How To Handle & Accept A Job Rejection

  • Published on:
    November 10, 2021
  • Reading time by:
    4 minutes
How To Handle & Accept A Job Rejection

The call finally comes through … Ouch. You are not the preferred candidate this time, and you didn’t get the job.

It happens to everyone at some point in their career. You were already dreaming about your new role and new life that would accompany it and now that future has disappeared before it even started.

Interview processes are more drawn out than they used to be with numerous stages. It is hard to discover you’re not the one when you thought you had a chance when down to the last two.

Here are some ideas to manage the news of not getting the job …

Receiving the news

Let’s hope you are advised that you didn’t get the job via a phone call. I also think people should reduce the amount of small talk that happens at this point and rip off the band aid with the news as quickly as possible. When it happens, it is ok to be surprised and disappointed. This is natural. Be gracious in being told the news as you never know if you might deal with this person again. 

If you receive the news of not getting the job via email then this is very hard on the soul, but many people believe that you probably don’t want to work for an organisation or business that tells people bad news via email. Sometimes it happens due to time zones though and it is harsh reading you are not wanted in black and white text. Make sure you have someone to call and chat it through reading disappointing news can sometimes be harder than hearing it. 

Ask for feedback

Most recruiters or businesses will try and give you some feedback when they provide the bad news. Most of them time you hear that the other person just had more experience than you in a certain area or overall. Of course, that is minimal help in helping you work out what you should do differently next time.

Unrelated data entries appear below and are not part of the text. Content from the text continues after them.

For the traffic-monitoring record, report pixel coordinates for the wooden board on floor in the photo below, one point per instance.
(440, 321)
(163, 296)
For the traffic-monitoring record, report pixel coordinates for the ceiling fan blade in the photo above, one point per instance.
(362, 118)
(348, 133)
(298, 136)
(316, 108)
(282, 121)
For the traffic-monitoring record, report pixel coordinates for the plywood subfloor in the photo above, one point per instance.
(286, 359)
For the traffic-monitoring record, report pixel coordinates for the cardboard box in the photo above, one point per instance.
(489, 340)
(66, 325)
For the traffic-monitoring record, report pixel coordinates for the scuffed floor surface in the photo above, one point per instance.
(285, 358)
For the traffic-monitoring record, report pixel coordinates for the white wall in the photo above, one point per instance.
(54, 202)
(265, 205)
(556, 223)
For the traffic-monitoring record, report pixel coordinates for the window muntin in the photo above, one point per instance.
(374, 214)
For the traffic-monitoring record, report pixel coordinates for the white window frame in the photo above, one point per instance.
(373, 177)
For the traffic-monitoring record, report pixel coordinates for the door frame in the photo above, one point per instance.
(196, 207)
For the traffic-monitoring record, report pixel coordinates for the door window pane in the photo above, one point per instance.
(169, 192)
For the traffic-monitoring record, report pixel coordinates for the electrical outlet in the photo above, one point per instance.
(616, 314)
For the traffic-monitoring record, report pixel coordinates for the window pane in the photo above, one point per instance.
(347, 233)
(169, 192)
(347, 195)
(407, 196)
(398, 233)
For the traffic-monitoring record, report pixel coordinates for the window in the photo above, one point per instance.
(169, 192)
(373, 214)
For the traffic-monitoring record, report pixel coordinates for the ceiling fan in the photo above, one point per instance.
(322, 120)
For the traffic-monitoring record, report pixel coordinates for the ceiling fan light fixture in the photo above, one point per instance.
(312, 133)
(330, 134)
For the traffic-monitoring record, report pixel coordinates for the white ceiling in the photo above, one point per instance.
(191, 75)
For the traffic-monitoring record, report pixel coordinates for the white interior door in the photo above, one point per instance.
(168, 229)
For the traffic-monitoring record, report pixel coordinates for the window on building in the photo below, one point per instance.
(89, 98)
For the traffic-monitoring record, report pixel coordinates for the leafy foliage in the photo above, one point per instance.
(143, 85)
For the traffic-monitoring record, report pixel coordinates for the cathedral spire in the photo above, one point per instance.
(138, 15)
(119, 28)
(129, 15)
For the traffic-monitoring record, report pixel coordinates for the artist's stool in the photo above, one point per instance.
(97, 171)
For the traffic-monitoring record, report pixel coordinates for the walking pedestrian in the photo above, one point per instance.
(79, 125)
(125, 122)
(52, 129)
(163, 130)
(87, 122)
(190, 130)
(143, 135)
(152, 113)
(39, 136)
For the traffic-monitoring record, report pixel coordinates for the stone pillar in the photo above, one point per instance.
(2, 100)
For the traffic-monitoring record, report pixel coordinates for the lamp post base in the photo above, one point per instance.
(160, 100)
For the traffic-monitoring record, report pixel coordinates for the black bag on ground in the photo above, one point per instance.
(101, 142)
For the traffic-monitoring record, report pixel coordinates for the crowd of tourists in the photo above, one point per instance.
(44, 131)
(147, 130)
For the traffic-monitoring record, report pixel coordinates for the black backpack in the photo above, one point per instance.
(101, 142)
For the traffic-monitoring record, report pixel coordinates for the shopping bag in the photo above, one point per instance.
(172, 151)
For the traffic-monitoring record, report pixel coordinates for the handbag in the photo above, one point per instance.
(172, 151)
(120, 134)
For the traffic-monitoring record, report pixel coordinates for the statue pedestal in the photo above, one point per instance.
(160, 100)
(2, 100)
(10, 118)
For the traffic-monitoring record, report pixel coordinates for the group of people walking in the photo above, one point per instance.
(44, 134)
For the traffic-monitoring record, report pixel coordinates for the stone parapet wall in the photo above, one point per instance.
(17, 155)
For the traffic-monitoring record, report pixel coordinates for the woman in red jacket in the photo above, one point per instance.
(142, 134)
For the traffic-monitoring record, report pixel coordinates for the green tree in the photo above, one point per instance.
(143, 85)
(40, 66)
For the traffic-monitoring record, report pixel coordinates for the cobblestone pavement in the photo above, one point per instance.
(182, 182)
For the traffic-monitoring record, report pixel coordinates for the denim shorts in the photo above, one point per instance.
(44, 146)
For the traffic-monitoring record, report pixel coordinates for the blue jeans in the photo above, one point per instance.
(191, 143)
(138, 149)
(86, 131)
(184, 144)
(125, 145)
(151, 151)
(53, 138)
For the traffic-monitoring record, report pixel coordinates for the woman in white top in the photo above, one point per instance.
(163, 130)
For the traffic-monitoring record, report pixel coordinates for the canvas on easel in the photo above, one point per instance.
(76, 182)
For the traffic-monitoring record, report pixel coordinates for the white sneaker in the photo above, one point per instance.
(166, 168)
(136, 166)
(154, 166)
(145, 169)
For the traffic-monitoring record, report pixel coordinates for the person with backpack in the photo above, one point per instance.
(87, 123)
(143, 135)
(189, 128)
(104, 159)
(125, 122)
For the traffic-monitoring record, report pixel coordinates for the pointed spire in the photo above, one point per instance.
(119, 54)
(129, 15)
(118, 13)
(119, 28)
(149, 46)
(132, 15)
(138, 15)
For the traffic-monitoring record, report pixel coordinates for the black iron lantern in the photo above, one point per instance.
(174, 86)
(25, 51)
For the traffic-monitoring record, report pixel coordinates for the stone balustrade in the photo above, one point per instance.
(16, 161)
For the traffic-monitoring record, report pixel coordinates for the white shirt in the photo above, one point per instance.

Even if you don’t get much feedback when the bad news is delivered you can also call back a day or two later and ask for more specific feedback. There is a chance they can offer you more details to help you improve or provide some insight on the experience of the other candidate in case it could help you in other ways. Feedback is just one person’s opinion so consider it but also don’t let it get you down.

Other parts of the business

If you really thought that it was the dream company to work for then talk to the business about keeping you in mind for other opportunities. Most businesses hire staff throughout the year and if you really want to work for that business tell them again.

Business requirements can change yearly, and many businesses can create roles for the right person. Ask if they can contact you about other appropriate roles or ask if you can check in with them every six months about roles. They will be impressed with your commitment and should keep you in mind for other opportunities.

Shake yourself off

Give yourself a good 24 hours to feel a bit down about the news. It’s ok to be disappointed and grieve the opportunity. Just don’t let yourself wallow for days though. It can be hard at the time but in most cases, it wasn’t meant to be.

You do need to believe that the right role and opportunity will present itself at the right time. Yes, in the moment it doesn’t feel that way but in a year’s time this will be a distant memory and you will be on your way to bigger and better things.

Finding the next role …

Keep your chin up and get on with finding the next role. Set up alerts, send out your CV and covering letter, keep contacting recruiters and talking to your network. The job market is quite cyclical so don’t feel dishearten if the right role isn’t there straight away for you.

Spend a solid hour a day each day checking and applying for roles. It will take time to find the right role and business and before you know it you will be getting that call saying you were the preferred candidate and it will be time to pop the champagne!

Alicia Cohen

Currently, a freelance consultant, Alicia has over 20 years of the UK and Australian experience in professional and corporate roles within sales, management, and leadership. With post-graduate qualifications in publishing, communications, training and directorship, Alicia loves to chat about all things business, women’s affairs and digital.